Lisa schnitt ihm das Wort ab. »Später, Mr. Stiller. Jetzt möchte ich mich von Chaco verabschieden. Ganz persönlich, Sie verstehen?«

Der Mann lächelte dünn. »Natürlich. Wenn Sie mich suchen: Ich bin draußen bei der Scheune. Gleich hinter dem Vorderhaus. Also, bis dann.«

»Ja, bis gleich.«

Auf leisen Sohlen entfernte sich der Bestatter.

Lisa blieb mit den sterblichen Überresten ihres Bruders allein. Nachdem Stillers Schritte verhallt waren, umgab sie Totenstille. Man hätte eine Stecknadel zu Boden fallen gehört. Feierlich faltete Lisa die Hände und sprach ein leises Vaterunser.

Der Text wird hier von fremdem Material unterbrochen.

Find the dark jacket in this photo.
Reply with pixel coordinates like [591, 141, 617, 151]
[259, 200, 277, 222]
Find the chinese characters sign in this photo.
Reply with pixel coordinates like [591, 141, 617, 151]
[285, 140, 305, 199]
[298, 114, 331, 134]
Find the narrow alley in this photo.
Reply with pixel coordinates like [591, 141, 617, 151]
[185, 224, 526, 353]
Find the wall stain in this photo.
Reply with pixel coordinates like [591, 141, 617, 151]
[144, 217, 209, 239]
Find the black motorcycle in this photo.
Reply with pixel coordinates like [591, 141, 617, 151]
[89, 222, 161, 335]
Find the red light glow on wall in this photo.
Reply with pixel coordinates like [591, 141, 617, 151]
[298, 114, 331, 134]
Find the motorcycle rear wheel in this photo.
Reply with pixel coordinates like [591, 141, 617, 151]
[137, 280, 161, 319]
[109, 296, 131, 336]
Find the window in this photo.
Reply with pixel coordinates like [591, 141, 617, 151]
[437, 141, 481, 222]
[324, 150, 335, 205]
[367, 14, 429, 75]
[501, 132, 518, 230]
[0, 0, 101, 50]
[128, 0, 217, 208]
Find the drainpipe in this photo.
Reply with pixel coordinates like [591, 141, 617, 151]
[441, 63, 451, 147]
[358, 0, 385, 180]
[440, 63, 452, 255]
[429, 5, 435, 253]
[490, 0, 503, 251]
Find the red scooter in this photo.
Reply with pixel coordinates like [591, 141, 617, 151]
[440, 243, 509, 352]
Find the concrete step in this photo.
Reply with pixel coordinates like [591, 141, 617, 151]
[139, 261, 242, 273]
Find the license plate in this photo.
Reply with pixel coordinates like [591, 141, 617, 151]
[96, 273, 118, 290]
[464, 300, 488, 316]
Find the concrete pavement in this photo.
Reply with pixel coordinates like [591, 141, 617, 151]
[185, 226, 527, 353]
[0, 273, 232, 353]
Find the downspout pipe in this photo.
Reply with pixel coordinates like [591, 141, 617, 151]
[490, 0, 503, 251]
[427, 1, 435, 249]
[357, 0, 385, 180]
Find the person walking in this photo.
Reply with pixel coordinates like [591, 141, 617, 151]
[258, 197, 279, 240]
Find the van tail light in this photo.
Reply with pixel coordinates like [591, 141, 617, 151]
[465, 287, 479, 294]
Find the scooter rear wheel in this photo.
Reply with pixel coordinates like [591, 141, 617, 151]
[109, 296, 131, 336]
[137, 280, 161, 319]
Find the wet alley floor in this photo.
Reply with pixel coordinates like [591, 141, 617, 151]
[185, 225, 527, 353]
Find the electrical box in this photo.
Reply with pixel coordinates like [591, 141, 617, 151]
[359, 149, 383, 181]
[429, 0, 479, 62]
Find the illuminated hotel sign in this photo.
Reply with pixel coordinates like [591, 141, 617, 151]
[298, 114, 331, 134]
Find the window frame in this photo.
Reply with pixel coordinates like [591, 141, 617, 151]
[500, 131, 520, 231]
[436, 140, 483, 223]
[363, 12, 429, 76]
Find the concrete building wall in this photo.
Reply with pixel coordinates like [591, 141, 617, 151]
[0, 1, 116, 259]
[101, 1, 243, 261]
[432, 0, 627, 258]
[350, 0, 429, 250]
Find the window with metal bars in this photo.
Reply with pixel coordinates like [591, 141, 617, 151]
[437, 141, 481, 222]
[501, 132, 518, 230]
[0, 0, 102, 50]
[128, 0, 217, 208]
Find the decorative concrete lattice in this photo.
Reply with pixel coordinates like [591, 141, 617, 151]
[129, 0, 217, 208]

In ihrer Erinnerung zog ein Reigen lebhafter Bilder entlang: Chaco, der sie als kleines Mädchen auf ein Pony hob. Chaco, der ihr im Silver Lake geduldig das Schwimmen beibrachte. Chaco auf der Jagd nach Eselhasen, nach Indianerart mit einem selbst gefertigten Bogen bewaffnet. Chaco als junger Mann, als er hinter einem Mesquitestrauch die rothaarige Mabel Travers küsste. Chaco als junger Cowboy, im Sattel auf einem staubbedeckten Quarterhorse. Chaco, wie er mit seinem nagelneuen Navy Colt auf Flaschen schoss.

Lisa stutzte. Auf einmal kamen ihr Zweifel. Eigentlich war ihr Bruder ein sehr guter Shooter gewesen. Mit Colt oder Winchester machte ihm so schnell keiner etwas vor. Schon seit Kindesbeinen war er mit der Handhabung von Waffen vertraut. Sogar mit einer alten Hawken-Rifle konnte er umgehen.

Seltsam. Eine dunkle Ahnung überkam Lisa. Man hatte ihr geschrieben, Chaco sei durch eigene Unvorsichtigkeit ums Leben gekommen. Dabei war er ein Experte im Umgang mit Waffen.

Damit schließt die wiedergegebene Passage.